# Infinispan VectorStore: Similarity search demo 2

This demo shows how to run similarity search on a set of random sentences. Content
is stored in a separated cache and referenced in the vector cache via key id.

In [None]:
# Start Infinispan in a container

!docker run -d --name infinispanvs-demo -v $(pwd):/user-config  -p 11222:11222 infinispan/server:15.0.0.Dev09 -c /user-config/infinispan.yaml 

In [None]:
# Ensure that all we need is installed
# You may want to skip this 
%pip install sentence-transformers
%pip install langchain
%pip install langchain_core
%pip install langchain_community

In [None]:
# Import HuggingFace language model

from langchain_core.embeddings import Embeddings
from langchain.embeddings import HuggingFaceEmbeddings

model_name = "sentence-transformers/all-MiniLM-L12-v2"

hf = HuggingFaceEmbeddings(model_name=model_name)

In [None]:
# Creating an empty langchain_core.VectorStore
# InfinispanVS is instantiated with custom options
# `textfield` : which cache field must be reported as Document.page_content
# `vectorfield` : which cache field contains the embedded vector
# `cache_name` : name of the cache for vectors
# `entity_name` : name of the protobuf message containing vectors

from infinispan_vector import InfinispanVS
ispnvs = InfinispanVS.from_texts(texts={}, embedding=hf,
                                 textfield="_key",vectorfield="floatVector",
                                 cache_name="sentence_demo_cache",
                                 entity_name="sentence_demo_vec")

In [None]:
# Create the protobuf schema for vector
# Note the additional comments in the proto schema:
# `@Indexed` : a search index will be built for this entity
# `@Vector` : next field the vector field

import json
schema_vector = '''
/**
 * @Indexed
 */
message sentence_demo_vec {
/**
 * @Vector(dimension=384)
 */
repeated float floatVector = 1;
optional int32 _key = 2;
}
'''
output = ispnvs.schema_delete()
output = ispnvs.schema_create(schema_vector)
print(output.text)
assert output.status_code == 200
assert json.loads(output.text)["error"] == None

In [None]:
# Create the protobuf schema for content.
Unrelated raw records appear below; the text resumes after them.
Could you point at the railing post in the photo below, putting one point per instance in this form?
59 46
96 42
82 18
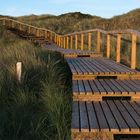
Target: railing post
133 51
82 41
89 41
59 41
55 38
46 35
67 42
71 41
29 29
108 46
37 33
76 41
64 41
118 49
51 37
98 42
4 22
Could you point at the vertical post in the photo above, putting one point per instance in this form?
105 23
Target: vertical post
20 27
46 34
19 71
59 41
89 41
4 22
71 41
29 29
67 42
51 37
82 41
118 51
55 38
37 33
108 46
133 51
76 41
98 42
64 42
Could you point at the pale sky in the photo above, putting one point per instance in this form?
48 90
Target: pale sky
103 8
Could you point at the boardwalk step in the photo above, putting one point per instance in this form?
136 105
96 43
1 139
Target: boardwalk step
102 89
71 53
106 117
94 68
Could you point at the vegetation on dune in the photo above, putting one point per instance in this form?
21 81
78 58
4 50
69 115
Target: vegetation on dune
77 21
38 108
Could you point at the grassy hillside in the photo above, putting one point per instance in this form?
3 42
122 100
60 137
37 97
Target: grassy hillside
33 109
77 21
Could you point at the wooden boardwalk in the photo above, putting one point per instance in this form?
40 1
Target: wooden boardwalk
103 89
71 53
89 68
106 98
90 119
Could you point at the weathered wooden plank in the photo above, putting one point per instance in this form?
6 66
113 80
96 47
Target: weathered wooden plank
75 125
93 122
127 117
132 112
101 118
118 117
110 118
83 117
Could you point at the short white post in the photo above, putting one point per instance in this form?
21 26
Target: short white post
19 71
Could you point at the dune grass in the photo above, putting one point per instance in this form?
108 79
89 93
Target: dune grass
38 108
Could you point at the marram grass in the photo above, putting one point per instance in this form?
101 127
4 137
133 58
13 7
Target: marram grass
38 108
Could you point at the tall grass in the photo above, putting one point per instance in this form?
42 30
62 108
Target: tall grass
38 108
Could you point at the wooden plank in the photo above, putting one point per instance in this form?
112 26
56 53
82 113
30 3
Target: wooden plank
95 90
82 41
132 112
110 118
101 118
127 117
112 86
120 121
83 117
126 87
75 88
100 87
89 41
106 87
118 51
108 46
122 90
75 125
81 87
76 41
98 42
94 126
71 41
133 51
87 87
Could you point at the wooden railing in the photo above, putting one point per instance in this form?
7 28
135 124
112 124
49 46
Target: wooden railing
83 40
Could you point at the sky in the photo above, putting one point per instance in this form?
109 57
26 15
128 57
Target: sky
103 8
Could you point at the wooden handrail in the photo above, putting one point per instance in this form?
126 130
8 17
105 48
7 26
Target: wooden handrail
84 37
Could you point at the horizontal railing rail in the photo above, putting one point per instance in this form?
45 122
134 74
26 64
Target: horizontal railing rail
80 40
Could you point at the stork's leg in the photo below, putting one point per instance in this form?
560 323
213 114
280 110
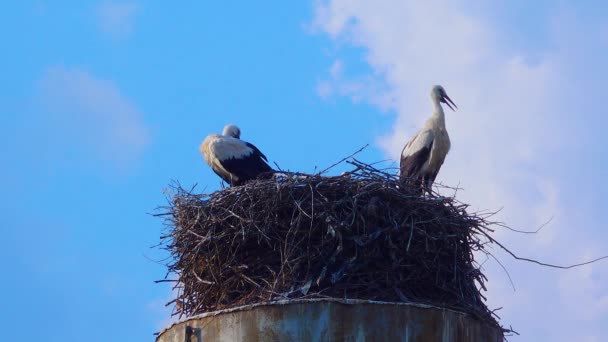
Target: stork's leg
428 184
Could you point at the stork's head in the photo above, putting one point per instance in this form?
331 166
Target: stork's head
231 130
439 93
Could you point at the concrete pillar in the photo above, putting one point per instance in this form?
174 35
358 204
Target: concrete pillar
332 320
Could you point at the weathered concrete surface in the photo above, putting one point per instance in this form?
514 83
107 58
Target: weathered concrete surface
332 320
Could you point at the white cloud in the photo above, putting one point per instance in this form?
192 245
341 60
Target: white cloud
117 18
511 137
87 113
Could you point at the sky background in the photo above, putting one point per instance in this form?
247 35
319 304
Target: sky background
103 103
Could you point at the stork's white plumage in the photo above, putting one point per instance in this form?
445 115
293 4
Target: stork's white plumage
234 160
424 154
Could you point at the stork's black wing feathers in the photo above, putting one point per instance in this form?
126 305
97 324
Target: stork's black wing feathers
248 167
256 150
410 166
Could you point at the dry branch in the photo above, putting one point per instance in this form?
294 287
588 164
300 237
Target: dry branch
358 236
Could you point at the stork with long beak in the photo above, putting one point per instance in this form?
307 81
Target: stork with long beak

Since this is not the cache
# containing the VectorStore db, we need to use the inner Infinispan helper
# class to do the job.
schema = '''
message sentence {
optional string title = 1;
optional string description = 2;
}
'''
output = ispnvs.ispn.schema_delete("sentence.proto")
output = ispnvs.ispn.schema_post("sentence.proto",schema)
print(output.text)
assert output.status_code == 200
assert json.loads(output.text)["error"] == None

In [None]:
# Creating an Infinispan cache to store vectors

ispnvs.cache_create()
ispnvs.cache_clear()
ispnvs.cache_index_reindex()

In [None]:
# Creating an Infinispan cache to store content
# again inner Infinispan class is used
cache_def = '''
{
  "distributed-cache": {
    "owners": "2",
    "mode": "SYNC",
    "statistics": true,
    "encoding": {
      "media-type": "application/x-protostream"
    }
  }
}
'''
ispnvs.ispn.cache_post("sentence",cache_def)
ispnvs.ispn.cache_clear("sentence")

In [None]:
# Adding some data from rnd_sentences.txt
# Vector and _key (content id) are stored in the vector db
# actual content is store in the `sentence` cache
import csv, time, gzip
with gzip.open('rnd_sentences.txt.gz', 'rt', newline='') as f:
    line = f.readline()
    i=0
    texts = []
    metas = []
    embeds = []
    while line:
        # Storing content
        doc={}
        doc["_type"]="sentence"
        doc["title"]=str(i)
        doc["description"]=line
        res = ispnvs.ispn.put(str(i), json.dumps(doc), cache_name="sentence")
        texts.append(line)
        # Storing meta
        meta={}
        meta["_key"]=str(i)
        metas.append(meta)
        i=i+1
# Change this to change the number of sentences you want to load
        if (i > 5000):
            break
        line = f.readline()

In [None]:
# add texts and fill vector db
keys = ispnvs.add_texts(texts, metas)

In [None]:
# Some demo queries
# query_res is a list of Document: page_content will contain the key
# to access the actual content in the `sentence` cache
query_res = ispnvs.similarity_search("I want to have fun this night",2)
for res in query_res:
    print(ispnvs.ispn.get(res.page_content, "sentence").text)

In [None]:
query_res = ispnvs.similarity_search("Leafs are falling from the trees in the park",5)
for res in query_res:
    print(ispnvs.ispn.get(res.page_content, "sentence").text)

In [None]:
query_res = ispnvs.similarity_search("I'm getting hungry",2)
for res in query_res:
    print(ispnvs.ispn.get(res.page_content, "sentence").text)

In [None]:
query_res = ispnvs.similarity_search("I feel like a bird in a cage",2)
for res in query_res:
    print(ispnvs.ispn.get(res.page_content, "sentence").text)

In [None]:
query_res = ispnvs.similarity_search("People are strange, when you are stranger",2)
for res in query_res:
    print(ispnvs.ispn.get(res.page_content, "sentence").text)

In [None]:
query_res = ispnvs.similarity_search("As we know, time is relative",2)
for res in query_res:
    print(ispnvs.ispn.get(res.page_content, "sentence").text)

In [None]:
# Clean up
ispnvs.cache_delete()
ispnvs.schema_delete()

In [None]:
ispnvs.ispn.cache_delete("sentence")
ispnvs.ispn.schema_delete("sentence.proto")

In [None]:
!docker rm --force infinispanvs-demo